Козетта чувствовала, что ему надо выговориться, и не перебивала его, но, как только он умолк, вставила свое:

— Слушайте, вы же знаете, что он болен. Отправьте его в госпиталь.

— Кого? — спросил он осоловело. — А, е…ря твоего? Ты думаешь, он один такой?

— Меня интересует только он.

Начальник усмехнулся:

— Ну хорошо, положу я его в госпиталь. Сколько это? Две недели? Месяц? Больше его там держать никто не станет. И что потом? Все равно у него начнется черт знает что — бронхит, плеврит, чахотка, я не знаю. Его надо переводить отсюда, пока не поздно.

— А вы можете это сделать? — спросила она.

Он ничего не ответил, снова выпил, и лицо у него стало мерзким, как у московского таксиста.

— Это трудно.

А затем оглядел захмелевшими глазами ее ладную фигуру.

— Впрочем, если ты хорошо попросишь…

У Козетты все оборвалось внутри, хотя с самого начала она знала, что именно так все и кончится и за этим она сюда шла. Она вдруг отчетливо представила, как двинет по опухшей роже и выйдет на свежий воздух, но понурая тезкинская фигура, удалявшаяся по бесконечному коридору в небытие, встала у нее перед глазами, и, сама себя не узнавая, спокойным голосом, точно речь шла о чем-то будничном, она произнесла:

— Хорошо. Только вы сделаете все, что обещали.

Он ничего не ответил, подсел к ней поближе, положил руку на колено и вдруг быстро зашептал, наклонившись к самому уху:

— Слушай, на черта он тебе сдался, этот доходяга? Ты молодая, красивая баба, что ты, себе цены, что ли, не знаешь?

Он все больше распалялся, и она чувствовала, что только для того, чтобы распалиться, он все это и говорит. Ей сделалось гадко, и она быстро сказала:

— Ну, живее, что ли!

— Сейчас, сейчас, — засуетился он.

— Простыню только постелите. У меня в сумке есть.

Полчаса спустя, накрытая халатом, она лежала на жесткой кушетке, отвернувшись к стенке и всхлипывая, а начальник медсанчасти стоял над ней и растерянно бормотал:

— Ты это… предупреждать надо было… Бля, — обхватил он голову руками, трезвея, — дурочка, да неужели ты думаешь, что я здесь в самом деле что-нибудь значу? Да я и не знаю, кто такие вопросы решает-то. Тебе, поди, с полканом переспать надо было. Эх ты, шалашовка!

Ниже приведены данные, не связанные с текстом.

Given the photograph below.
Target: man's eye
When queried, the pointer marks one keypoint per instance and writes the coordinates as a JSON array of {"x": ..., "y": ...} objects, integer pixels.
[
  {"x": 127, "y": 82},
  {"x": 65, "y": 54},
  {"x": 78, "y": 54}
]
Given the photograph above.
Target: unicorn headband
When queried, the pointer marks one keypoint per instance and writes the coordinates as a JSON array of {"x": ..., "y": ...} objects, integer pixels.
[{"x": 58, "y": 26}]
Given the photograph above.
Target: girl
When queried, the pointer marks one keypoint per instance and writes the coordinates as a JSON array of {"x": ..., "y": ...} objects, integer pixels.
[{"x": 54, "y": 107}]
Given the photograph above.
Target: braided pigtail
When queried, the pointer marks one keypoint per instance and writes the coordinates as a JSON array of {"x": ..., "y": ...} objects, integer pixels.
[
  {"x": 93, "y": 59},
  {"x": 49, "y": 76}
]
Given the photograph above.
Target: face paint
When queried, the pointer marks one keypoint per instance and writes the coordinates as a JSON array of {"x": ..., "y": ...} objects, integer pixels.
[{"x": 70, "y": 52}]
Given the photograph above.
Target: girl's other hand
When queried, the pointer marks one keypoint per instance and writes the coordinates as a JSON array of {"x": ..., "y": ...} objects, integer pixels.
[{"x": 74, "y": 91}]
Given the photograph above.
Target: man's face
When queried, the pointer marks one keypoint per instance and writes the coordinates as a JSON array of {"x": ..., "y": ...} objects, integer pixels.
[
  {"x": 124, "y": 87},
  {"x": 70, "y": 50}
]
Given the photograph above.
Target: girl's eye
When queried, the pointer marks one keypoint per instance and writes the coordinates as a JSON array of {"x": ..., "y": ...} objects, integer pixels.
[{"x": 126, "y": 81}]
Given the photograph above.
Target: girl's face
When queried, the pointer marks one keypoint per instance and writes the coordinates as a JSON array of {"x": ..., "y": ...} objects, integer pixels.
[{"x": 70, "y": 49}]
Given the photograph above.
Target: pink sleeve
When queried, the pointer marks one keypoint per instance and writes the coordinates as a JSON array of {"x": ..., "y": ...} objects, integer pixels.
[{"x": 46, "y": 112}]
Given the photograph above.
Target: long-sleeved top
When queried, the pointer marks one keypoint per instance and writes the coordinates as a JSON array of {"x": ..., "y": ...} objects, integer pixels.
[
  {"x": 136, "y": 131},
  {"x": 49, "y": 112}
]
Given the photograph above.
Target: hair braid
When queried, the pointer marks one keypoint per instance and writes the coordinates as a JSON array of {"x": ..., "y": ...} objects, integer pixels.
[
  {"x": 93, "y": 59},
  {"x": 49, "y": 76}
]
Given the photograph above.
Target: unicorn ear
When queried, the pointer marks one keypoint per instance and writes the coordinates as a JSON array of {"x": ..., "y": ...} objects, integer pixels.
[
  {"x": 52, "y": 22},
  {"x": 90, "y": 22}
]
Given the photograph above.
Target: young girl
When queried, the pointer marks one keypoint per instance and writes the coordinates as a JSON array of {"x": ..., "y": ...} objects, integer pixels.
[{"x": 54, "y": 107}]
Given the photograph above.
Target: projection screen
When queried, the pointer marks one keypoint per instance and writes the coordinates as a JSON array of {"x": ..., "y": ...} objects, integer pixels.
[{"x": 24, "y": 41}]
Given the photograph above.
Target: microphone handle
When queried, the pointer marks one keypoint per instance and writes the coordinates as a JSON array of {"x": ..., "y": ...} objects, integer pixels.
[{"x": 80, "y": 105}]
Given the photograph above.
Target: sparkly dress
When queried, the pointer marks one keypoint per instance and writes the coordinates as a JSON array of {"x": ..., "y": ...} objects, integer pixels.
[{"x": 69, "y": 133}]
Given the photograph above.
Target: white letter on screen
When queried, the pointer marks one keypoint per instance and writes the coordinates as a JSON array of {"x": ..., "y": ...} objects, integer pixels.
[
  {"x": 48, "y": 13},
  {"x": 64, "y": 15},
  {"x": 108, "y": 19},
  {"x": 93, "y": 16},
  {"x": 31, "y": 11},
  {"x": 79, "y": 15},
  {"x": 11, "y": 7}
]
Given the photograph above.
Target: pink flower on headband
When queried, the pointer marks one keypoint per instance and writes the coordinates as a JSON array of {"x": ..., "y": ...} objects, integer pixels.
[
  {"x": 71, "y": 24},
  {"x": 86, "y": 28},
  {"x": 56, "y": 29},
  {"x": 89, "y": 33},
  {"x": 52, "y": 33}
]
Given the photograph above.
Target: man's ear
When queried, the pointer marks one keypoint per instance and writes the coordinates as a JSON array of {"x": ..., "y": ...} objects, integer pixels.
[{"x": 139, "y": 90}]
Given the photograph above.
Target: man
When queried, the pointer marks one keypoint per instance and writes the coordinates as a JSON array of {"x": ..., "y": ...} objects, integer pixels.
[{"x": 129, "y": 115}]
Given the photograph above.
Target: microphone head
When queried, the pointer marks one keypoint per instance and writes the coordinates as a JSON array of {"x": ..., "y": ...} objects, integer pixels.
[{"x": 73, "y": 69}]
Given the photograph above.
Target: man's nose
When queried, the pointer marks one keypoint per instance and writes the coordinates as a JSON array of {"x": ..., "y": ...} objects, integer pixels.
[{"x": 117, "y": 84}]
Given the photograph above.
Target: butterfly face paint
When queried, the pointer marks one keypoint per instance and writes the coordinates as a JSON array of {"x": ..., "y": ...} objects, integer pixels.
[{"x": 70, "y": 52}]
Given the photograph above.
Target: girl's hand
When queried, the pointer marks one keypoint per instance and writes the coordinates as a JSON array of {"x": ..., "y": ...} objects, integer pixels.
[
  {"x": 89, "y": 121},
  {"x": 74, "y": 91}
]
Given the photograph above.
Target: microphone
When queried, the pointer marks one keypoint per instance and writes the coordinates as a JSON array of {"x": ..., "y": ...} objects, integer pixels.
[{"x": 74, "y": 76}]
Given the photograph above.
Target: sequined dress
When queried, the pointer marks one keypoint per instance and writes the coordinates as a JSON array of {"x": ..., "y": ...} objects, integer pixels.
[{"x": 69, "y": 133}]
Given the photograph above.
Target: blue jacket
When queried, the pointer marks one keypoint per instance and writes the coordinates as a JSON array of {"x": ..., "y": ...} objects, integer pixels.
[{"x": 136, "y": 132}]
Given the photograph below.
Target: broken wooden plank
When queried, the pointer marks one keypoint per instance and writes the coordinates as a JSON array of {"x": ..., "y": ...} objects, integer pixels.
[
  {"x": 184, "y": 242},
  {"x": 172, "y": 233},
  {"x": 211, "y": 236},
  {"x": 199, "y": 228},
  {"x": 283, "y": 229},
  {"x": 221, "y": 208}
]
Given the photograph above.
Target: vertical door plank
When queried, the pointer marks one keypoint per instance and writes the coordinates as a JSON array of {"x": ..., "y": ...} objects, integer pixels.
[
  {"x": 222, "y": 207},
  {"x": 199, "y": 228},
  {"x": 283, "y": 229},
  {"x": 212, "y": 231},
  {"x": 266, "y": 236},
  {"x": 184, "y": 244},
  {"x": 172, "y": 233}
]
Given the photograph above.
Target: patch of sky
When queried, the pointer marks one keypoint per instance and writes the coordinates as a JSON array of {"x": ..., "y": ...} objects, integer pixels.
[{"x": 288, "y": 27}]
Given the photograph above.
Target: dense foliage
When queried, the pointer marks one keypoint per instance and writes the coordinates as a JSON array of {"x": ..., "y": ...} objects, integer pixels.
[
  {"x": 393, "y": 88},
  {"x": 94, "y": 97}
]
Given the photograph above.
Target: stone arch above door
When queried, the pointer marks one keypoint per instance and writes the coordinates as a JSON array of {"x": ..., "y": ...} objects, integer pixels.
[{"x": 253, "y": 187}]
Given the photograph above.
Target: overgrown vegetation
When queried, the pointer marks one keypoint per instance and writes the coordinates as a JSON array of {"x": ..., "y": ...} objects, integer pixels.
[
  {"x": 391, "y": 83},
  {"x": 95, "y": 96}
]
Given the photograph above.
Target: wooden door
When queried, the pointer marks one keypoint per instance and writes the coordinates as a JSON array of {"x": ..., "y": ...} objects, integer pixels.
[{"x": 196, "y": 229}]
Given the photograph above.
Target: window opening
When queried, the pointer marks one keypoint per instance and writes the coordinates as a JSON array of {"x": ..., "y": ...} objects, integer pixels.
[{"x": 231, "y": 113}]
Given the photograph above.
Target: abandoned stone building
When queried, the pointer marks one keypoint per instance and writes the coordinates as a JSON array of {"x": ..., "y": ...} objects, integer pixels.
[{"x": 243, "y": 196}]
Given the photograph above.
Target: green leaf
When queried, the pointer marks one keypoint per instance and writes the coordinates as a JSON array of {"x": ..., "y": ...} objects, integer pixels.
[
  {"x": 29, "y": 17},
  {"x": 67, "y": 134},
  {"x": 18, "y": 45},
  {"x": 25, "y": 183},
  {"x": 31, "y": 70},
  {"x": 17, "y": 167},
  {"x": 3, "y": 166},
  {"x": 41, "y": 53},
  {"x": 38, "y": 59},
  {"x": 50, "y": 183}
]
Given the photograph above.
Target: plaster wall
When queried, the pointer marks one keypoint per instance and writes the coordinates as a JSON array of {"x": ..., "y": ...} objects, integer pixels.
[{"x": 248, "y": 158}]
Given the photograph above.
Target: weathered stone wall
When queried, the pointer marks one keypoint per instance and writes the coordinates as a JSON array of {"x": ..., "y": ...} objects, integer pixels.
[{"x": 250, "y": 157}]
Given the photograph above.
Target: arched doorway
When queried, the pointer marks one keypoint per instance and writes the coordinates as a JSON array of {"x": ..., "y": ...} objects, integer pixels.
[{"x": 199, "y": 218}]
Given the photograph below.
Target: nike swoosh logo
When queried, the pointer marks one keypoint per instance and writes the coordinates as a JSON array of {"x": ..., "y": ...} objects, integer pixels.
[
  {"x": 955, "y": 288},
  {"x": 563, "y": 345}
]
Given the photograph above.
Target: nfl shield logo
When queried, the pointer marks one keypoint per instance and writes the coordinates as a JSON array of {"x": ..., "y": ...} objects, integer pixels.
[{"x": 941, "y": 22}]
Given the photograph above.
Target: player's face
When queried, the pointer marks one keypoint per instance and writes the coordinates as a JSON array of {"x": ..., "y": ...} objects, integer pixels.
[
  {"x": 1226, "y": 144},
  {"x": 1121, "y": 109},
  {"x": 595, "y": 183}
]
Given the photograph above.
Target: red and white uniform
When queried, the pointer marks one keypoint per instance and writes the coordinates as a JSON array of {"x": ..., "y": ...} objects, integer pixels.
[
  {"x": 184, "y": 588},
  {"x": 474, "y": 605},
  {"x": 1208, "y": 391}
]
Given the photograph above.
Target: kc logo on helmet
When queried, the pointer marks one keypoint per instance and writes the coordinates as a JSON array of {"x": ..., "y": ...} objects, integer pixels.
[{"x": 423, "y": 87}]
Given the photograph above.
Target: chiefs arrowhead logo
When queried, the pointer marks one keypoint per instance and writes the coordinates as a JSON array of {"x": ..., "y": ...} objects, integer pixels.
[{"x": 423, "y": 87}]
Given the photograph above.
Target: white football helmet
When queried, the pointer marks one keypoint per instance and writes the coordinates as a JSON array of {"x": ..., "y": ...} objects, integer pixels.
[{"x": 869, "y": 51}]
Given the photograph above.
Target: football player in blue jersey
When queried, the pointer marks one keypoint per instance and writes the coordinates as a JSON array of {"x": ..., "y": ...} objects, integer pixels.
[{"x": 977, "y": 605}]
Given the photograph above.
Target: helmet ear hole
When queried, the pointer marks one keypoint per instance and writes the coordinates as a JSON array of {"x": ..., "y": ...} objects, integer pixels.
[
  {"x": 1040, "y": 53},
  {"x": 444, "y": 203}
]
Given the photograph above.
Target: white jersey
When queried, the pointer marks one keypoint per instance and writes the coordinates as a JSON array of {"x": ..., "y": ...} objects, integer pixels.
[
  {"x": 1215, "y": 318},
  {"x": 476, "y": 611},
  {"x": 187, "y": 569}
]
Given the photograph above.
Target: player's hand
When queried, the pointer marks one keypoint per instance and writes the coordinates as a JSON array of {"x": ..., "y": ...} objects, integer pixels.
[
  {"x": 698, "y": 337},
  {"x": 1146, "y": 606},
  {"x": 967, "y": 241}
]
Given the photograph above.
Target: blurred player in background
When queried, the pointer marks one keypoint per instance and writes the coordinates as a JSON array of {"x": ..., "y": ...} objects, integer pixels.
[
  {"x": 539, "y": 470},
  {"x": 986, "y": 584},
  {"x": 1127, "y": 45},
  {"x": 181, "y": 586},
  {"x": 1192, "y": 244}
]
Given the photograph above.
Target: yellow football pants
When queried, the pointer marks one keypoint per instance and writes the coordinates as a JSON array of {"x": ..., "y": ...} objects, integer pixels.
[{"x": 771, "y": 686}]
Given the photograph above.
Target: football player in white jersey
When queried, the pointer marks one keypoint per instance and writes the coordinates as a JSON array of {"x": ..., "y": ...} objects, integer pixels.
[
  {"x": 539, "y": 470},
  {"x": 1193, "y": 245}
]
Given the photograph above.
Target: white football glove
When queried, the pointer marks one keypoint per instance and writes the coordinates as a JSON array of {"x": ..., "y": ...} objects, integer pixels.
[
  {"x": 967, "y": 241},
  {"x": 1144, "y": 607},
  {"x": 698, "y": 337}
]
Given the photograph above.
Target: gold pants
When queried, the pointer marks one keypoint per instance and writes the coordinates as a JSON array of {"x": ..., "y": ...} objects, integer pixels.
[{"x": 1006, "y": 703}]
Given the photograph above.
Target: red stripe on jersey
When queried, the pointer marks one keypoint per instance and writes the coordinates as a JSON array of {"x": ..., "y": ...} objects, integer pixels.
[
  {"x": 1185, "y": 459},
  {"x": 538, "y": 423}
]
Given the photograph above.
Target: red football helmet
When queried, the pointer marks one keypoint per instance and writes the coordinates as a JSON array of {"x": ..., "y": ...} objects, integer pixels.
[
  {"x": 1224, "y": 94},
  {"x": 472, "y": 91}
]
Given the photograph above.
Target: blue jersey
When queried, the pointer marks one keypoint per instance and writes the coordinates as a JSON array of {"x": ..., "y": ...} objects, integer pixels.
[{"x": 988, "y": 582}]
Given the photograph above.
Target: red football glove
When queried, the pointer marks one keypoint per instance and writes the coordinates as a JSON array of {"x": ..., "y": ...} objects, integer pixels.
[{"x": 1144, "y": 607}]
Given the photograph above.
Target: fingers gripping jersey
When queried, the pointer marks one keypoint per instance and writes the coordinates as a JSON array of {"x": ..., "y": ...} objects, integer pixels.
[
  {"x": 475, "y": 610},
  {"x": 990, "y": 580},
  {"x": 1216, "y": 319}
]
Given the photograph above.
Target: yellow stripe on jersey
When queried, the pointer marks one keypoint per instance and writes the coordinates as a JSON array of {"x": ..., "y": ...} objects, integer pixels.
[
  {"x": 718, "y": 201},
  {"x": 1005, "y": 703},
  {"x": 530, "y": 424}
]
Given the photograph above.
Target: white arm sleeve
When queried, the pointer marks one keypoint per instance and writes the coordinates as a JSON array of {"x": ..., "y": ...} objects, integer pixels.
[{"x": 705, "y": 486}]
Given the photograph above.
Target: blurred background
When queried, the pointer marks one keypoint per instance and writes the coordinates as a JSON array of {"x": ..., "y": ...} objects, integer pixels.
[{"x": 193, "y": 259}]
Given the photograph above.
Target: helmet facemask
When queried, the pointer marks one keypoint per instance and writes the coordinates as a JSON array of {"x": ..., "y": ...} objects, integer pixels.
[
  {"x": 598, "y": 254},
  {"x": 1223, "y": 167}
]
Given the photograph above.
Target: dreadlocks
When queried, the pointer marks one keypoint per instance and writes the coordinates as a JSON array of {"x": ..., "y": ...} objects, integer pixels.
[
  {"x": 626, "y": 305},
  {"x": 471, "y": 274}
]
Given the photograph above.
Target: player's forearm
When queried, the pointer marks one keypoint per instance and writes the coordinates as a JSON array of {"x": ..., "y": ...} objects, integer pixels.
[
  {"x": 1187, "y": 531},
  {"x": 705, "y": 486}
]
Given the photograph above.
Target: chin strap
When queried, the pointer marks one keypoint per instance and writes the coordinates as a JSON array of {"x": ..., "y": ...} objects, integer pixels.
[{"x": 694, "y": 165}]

Козетта приподнялась, поглядела на него невидящими глазами, судорожно пытаясь отыскать в голове хоть одну мысль, опустошенная настолько, что не осталось в душе даже ненависти, и проговорила:

— Если через неделю его отсюда не переведут, я разыщу вас под землей и убью, как собаку.

Угроза эта прозвучала нелепо, и сама девочка с озябшими плечами, дрожащая от озноба, была такой жалкой, что в душе у мужчины что-то шевельнулось, и он как бы нехотя сказал:

— Ни хера его никто не отпустит. У нас и так в этом году людей не хватает. А что кровью харкает — это худо, как бы совсем не загнулся. Вот что, — произнес он наконец, — я напишу тебе справку, что у него открытый туберкулез. Здесь и это ничего не значит. Но если ты поедешь с ней в Москву, может быть, у тебя что-нибудь получится.

Ветер стих, глотая слезы и сжимая в руке листочек, заключавший в себе надежду на спасение Тезкина, Козетта плелась обратно по заснеженной дорожке, спотыкаясь и оскальзываясь, и огромное небо над ее головой с немыми мерцающими собеседницами ее любимого было видно от края до края — только мешали фонари и скользящие над степью прожектора. Но Катя всей этой красы не видела, и случайно попавшийся ей навстречу знакомый тезкинский сержант поразился тому, как переменилось лицо приглянувшейся ему утром девушки.

Он хотел ее спросить о свидании, но Катя прошла мимо, как бы прошла она сейчас и мимо самого Александра. Случившееся отрезало его от нее, казалось, навсегда. Во всяком случае, меньше всего ей хотелось увидеть еще раз того, ради кого она все сделала.

«А москвич-то прав был, — подумал сержант, глядя ей вслед, — не надо им было встречаться?»